• Cláusulas ilegais
Dez promotores de Justiça assinaram denúncia contra o governo de Goiás e a Goinfra, apontando cláusulas consideradas “manifestamente lesivas ao interesse público” em contratos de obras sem licitação firmados em Rio Verde.
A ação civil pública revela que os acordos com as empresas Comigo e Cereal Comércio e Exportação Agropecuária S/A, no valor de R$ 327 milhões, isentam as contratadas de qualquer punição administrativa ou judicial por falhas na execução das obras.
• Benefício a particulares
Segundo o Ministério Público, as cláusulas funcionam como um verdadeiro “escudo jurídico”, transferindo todo o risco das obras para o Estado e beneficiando diretamente empresas privadas.

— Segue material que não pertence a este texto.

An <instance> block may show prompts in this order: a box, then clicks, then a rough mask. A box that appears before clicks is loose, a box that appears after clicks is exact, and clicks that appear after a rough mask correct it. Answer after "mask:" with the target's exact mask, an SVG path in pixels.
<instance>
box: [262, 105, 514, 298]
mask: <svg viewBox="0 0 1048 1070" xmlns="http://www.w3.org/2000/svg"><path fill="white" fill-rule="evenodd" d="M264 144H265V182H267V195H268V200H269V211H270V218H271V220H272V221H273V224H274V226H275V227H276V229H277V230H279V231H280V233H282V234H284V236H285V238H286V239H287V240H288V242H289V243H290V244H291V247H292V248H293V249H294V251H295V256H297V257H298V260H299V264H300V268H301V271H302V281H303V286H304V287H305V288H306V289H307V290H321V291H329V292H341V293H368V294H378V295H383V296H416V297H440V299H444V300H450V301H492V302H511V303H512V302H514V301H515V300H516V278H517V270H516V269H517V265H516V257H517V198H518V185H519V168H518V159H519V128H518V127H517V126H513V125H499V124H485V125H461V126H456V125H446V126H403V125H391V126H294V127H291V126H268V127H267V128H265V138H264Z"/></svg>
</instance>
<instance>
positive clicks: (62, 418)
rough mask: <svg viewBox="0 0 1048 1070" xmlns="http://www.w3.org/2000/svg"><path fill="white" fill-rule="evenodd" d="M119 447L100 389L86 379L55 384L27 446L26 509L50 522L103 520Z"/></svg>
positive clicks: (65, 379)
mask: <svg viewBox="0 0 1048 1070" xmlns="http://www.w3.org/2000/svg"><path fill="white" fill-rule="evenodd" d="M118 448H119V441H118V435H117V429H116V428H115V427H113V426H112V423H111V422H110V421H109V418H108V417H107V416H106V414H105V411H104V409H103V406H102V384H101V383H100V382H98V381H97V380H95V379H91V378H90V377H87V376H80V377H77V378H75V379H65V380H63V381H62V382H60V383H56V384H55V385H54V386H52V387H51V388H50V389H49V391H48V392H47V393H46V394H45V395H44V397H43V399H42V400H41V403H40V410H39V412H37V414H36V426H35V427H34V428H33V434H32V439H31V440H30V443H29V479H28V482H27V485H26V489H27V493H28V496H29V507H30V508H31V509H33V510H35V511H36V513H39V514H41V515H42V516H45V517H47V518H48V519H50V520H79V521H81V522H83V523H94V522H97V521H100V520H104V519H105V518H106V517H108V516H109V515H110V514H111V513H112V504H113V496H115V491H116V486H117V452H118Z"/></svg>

Em um dos trechos, os promotores destacam que a Goinfra “abdicou de fiscalizar e de responsabilizar os particulares pelos danos ao erário”, o que configura violação à moralidade e à eficiência administrativa previstas na Constituição.
• Interesse público violado
O documento também critica o uso de recursos do Fundinfra para financiar obras de acesso a eventos particulares, como a Tecnoshow Comigo, que não têm caráter público ou emergencial: “seis obras de engenharia voltadas diretamente às vias de acesso ao evento do agronegócio Tecnoshow – Comigo, em Rio Verde”, diz o documento.
Para o MP, o modelo de parceria adotado “viola frontalmente a legalidade e transforma a máquina pública em instrumento de fomento privado”.
Os promotores pedem a nulidade imediata dos contratos e responsabilização dos gestores que autorizaram os termos.